To answer the seemingly simple question of how America funds early education, one must bounce around the country. Some states, such as Florida, provide universal pre-kindergarten for all kids. Others, such as Idaho, provide zero state funding at all for early education. Only 10 states use models that are similar to K-12 funding programs and largely immune from the effects of economic downturns. Several other states lean heavily on Head Start, a federal program, and block grants.
“Calling child-care a patchwork is definitely a good way to describe it,” says Kim Dancy, a senior policy analyst of educational policy at New America. “Childcare has evolved as a result of changes in the labor market. As women have entered the workforce and there are more single parents, there are not as many options for them to just stay home.”

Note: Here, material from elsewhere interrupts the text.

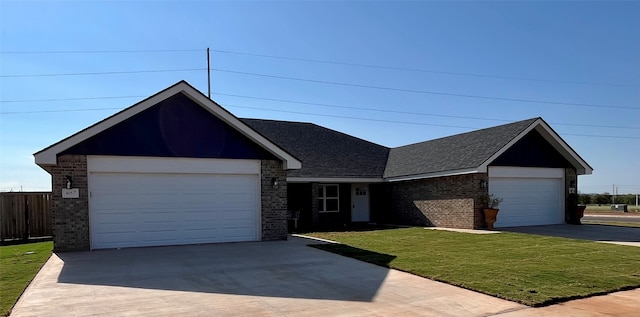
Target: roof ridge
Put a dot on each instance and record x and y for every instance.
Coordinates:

Unfortunately, labor markets vary widely and charge markedly over time. A generation ago, it was fairly easy to guess what a middle class person in Detroit did for a living. Today, not so much. What does this mean for early childhood education? That’s because it’s inconsistent over time. That’s not necessarily a bad thing, but it further confounds an issue that is already insanely complex. After all, education funding isn’t only inconsistent between states, it’s also inconsistent inside the large majority of states, which often, but not always, decide how much money to put into essential programs year by year. When funding for public education is subject to the whims of profit and the economy kids are the ones who suffer most.
“There hasn’t been a coherent and intentional way of saying, this is a thing that a lot of parents need,” says Dancy. “We should set it up intentionally to make sure that people have access to the care that they want and that the care is high quality, instead of fragmentary initiatives on the parts of a bunch of different factors.”

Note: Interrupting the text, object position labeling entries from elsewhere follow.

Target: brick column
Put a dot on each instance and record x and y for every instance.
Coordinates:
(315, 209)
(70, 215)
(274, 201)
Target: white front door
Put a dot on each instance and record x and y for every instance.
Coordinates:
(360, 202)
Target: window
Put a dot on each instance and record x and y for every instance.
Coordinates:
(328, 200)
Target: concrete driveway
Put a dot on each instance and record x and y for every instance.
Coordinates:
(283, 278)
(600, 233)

Consider such federal programs as Head Start, which pours about $7 billion dollars a year into early childhood education, exclusively focus on providing access to kids who are far below the poverty line or have special needs. “Head Start is provided to low-income children in order that they might have access to care. That’s usually funded through contracts with providers from the federal government,” says Dancy. It’s one of the only big federal programs that helps fund early childhood education. The rest is usually done on a state level.
Of the very few states that provide state-level funding or match funds with federal dollars for children of all incomes, the large portion of that is done through annual budgetary appropriations, where lawmakers get together and decide how much money of the budget they will move to early education, based on budget surplus and money in the coffers. Educational need is not part of the math.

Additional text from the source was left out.